Ao comentar o caso pela primeira vez, o petista afirmou que a medida desrespeita a relação diplomática entre os dois países e acusou o governo de Donald Trump de tentar impor ao Brasil o ritmo da nomeação do novo embaixador norte-americano.
"Eu achei uma atitude irresponsável, impensada para os dois países, que têm uma relação diplomática há 200 anos", afirmou Lula em entrevista aos podcasts Meteoro Brasil, Os Três Elementos e BlaBlaLogia.
O presidente também rebateu a justificativa adotada pelos Estados Unidos para vincular a revogação do visto de Viotti à demora do governo brasileiro em conceder o agrément ao indicado de Trump para a embaixada em Brasília. Segundo Lula, Washington não tem legitimidade para cobrar rapidez do Brasil, já que deixou o posto diplomático no país sem um embaixador por cerca de um ano e meio.
"Os EUA não deram importância à embaixada no Brasil porque tem um ano e meio que [Donald Trump] está no poder e não mandou para cá.
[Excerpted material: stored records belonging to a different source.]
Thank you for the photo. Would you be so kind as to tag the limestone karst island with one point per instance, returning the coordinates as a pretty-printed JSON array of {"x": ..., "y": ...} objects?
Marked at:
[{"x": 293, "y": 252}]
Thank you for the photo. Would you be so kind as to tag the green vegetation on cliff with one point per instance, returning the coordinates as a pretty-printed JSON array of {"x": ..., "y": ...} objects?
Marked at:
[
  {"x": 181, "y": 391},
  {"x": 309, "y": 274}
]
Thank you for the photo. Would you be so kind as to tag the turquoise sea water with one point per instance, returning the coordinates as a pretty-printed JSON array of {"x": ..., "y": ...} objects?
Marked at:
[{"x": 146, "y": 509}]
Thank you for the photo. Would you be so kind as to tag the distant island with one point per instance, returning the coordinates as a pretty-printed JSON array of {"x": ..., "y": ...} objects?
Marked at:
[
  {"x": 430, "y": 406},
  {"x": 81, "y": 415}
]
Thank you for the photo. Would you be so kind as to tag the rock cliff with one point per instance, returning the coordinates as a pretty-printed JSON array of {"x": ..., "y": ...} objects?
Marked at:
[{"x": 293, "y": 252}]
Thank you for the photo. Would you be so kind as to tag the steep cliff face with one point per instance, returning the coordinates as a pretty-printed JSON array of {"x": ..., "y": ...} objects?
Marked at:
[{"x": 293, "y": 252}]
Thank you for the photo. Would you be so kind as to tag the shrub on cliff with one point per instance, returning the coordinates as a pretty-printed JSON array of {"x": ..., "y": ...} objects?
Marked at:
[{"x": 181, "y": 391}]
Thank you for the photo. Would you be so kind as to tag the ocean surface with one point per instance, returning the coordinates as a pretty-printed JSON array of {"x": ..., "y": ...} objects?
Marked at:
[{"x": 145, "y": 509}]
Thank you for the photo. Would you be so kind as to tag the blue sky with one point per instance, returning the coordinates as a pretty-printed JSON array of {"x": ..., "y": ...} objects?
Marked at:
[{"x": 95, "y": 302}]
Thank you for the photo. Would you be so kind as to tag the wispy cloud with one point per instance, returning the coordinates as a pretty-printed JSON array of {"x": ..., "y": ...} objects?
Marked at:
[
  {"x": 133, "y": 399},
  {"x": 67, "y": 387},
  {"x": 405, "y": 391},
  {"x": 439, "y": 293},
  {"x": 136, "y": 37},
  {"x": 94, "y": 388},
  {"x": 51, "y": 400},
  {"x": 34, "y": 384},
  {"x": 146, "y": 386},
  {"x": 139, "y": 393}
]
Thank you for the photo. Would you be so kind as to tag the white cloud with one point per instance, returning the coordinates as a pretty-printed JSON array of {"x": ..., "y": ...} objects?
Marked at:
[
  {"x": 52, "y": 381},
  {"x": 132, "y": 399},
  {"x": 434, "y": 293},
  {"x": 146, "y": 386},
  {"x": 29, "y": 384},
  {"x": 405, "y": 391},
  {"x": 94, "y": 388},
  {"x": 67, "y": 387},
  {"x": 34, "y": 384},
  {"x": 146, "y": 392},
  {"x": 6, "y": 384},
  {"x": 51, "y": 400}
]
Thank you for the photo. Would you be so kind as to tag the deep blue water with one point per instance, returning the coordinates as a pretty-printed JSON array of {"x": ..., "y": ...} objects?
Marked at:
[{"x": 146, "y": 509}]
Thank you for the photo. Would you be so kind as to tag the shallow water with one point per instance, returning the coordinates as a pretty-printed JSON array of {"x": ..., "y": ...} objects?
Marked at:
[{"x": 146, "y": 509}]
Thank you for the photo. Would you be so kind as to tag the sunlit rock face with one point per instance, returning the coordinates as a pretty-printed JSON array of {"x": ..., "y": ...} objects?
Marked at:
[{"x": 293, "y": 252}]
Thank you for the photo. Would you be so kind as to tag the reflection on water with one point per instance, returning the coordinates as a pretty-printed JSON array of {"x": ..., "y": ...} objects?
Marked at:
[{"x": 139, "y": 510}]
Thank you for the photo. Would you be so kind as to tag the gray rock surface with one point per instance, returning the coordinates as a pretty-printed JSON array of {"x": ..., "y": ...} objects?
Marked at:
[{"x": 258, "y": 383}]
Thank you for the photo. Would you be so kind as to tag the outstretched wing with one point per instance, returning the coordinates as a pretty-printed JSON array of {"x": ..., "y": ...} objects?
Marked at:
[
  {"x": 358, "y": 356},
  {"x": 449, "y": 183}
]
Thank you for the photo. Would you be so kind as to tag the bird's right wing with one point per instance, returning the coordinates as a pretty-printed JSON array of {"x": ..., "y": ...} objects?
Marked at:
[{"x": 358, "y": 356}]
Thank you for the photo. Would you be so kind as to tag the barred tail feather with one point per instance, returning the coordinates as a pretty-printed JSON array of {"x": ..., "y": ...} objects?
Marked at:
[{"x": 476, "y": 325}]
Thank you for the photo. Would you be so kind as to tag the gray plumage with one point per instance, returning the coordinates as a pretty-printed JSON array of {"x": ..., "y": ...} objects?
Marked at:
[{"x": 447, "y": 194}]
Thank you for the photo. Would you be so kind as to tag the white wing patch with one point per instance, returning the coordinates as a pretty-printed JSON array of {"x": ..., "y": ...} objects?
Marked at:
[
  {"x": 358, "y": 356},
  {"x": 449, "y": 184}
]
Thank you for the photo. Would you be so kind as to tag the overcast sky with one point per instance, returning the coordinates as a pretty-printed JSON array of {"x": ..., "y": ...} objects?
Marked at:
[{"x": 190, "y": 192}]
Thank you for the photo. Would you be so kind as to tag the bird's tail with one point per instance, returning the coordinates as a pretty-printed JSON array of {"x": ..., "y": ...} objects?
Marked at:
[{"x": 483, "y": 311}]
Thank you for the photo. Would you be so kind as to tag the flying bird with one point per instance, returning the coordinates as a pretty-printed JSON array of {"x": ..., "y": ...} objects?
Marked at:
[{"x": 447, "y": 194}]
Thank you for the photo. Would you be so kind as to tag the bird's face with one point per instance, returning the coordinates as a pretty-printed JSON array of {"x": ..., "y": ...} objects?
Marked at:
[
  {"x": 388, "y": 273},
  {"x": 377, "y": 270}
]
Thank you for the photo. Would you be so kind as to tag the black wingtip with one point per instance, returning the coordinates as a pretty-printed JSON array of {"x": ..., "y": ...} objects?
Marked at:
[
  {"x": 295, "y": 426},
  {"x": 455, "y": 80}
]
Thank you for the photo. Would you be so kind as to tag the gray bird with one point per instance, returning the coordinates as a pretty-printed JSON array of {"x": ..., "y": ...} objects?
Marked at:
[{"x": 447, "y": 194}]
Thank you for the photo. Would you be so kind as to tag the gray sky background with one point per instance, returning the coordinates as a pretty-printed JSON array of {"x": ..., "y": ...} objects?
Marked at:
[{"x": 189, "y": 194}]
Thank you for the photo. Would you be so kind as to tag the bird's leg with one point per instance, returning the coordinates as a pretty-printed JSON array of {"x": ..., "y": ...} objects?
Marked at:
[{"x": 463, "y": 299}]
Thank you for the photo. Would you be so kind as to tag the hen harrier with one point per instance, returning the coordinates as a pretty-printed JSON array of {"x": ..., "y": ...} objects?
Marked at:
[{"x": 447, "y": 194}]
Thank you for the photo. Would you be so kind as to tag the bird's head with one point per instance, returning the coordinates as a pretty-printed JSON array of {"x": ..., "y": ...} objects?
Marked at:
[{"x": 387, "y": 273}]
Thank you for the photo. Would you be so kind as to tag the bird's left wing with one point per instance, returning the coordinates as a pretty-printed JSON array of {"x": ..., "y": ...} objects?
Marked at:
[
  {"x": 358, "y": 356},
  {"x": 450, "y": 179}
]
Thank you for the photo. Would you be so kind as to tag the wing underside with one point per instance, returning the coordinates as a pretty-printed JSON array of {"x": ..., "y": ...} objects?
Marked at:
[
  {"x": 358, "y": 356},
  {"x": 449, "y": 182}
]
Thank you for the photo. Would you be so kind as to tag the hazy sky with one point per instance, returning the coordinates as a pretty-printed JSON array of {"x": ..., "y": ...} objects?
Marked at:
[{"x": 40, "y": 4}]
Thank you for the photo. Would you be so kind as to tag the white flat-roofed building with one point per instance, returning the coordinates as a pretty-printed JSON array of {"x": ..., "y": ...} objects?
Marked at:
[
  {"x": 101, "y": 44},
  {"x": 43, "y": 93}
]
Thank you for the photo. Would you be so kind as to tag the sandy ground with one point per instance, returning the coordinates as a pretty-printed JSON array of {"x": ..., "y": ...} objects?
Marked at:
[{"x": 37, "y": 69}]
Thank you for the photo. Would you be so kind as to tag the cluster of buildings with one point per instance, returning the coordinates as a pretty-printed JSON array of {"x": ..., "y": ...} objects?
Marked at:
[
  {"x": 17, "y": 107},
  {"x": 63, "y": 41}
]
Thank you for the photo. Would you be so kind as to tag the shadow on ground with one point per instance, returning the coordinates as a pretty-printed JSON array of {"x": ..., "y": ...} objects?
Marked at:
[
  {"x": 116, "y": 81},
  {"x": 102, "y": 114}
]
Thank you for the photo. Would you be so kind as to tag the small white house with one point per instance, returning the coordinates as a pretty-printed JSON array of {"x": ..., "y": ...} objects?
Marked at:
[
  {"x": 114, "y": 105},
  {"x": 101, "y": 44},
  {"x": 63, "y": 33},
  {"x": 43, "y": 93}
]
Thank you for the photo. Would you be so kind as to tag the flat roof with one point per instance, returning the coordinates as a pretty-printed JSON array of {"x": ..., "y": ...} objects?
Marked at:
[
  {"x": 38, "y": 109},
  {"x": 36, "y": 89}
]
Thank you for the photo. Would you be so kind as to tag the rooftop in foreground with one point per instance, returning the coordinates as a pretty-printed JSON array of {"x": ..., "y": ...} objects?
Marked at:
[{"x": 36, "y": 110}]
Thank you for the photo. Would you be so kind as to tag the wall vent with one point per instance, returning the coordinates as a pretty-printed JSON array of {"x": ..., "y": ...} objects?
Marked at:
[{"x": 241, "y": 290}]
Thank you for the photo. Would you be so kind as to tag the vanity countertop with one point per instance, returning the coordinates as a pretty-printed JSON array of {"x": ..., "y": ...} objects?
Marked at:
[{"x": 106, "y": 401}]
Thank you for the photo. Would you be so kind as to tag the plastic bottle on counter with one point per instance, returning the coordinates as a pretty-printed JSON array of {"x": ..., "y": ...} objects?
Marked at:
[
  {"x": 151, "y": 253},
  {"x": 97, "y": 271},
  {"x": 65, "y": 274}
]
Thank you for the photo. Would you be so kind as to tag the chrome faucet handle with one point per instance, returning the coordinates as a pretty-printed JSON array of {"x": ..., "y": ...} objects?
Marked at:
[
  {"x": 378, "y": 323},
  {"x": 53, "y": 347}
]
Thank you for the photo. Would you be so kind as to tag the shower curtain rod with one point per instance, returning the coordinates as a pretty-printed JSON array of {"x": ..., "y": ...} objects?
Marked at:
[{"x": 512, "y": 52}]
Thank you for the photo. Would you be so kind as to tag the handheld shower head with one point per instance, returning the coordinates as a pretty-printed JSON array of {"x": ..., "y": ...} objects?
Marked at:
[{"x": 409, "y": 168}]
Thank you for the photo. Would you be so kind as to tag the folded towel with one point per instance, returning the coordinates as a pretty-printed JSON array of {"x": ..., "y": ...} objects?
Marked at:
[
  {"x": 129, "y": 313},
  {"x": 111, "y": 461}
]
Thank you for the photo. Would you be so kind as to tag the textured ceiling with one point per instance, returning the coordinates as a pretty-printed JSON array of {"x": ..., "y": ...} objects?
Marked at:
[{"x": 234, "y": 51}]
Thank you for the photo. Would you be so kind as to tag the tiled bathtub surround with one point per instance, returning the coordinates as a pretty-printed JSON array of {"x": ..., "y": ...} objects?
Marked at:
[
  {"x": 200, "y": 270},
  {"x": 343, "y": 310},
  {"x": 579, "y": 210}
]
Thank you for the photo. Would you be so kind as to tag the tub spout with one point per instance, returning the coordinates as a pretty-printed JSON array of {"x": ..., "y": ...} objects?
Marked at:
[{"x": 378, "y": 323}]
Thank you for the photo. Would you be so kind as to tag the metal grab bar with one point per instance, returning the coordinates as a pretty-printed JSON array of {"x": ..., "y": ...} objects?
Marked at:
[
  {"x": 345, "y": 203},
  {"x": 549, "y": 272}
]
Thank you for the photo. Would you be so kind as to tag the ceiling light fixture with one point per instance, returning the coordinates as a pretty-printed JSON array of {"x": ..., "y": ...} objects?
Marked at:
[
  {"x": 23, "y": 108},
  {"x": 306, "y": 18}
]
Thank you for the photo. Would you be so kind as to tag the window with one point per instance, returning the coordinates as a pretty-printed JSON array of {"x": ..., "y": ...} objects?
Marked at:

Aí tentou mandar e acha que a gente tem obrigação de fazer na data que eles querem? Não é correto, não é possível", apontou.
A declaração ocorre um dia após o Departamento de Estado anunciar a revogação do visto diplomático de Maria Luiza Viotti. O governo americano informou que a embaixadora poderá permanecer nos Estados Unidos, mas sem um visto válido, e indicou que a situação poderá ser revertida caso o Brasil aprove a indicação do novo embaixador dos EUA.
Como mostrou o Correio, o Itamaraty não foi informado previamente sobre a decisão e passou a tratar a medida como uma forma de pressão para acelerar a aprovação do representante indicado por Trump. Nos bastidores, diplomatas brasileiros avaliam que Washington rompeu com a prática diplomática ao condicionar a situação da chefe da missão brasileira a uma decisão que cabe exclusivamente ao governo brasileiro.
Lula também afirmou que não pretende receber novos embaixadores antes das eleições de outubro, sinalizando que o governo não deve alterar o calendário diplomático em razão da pressão americana.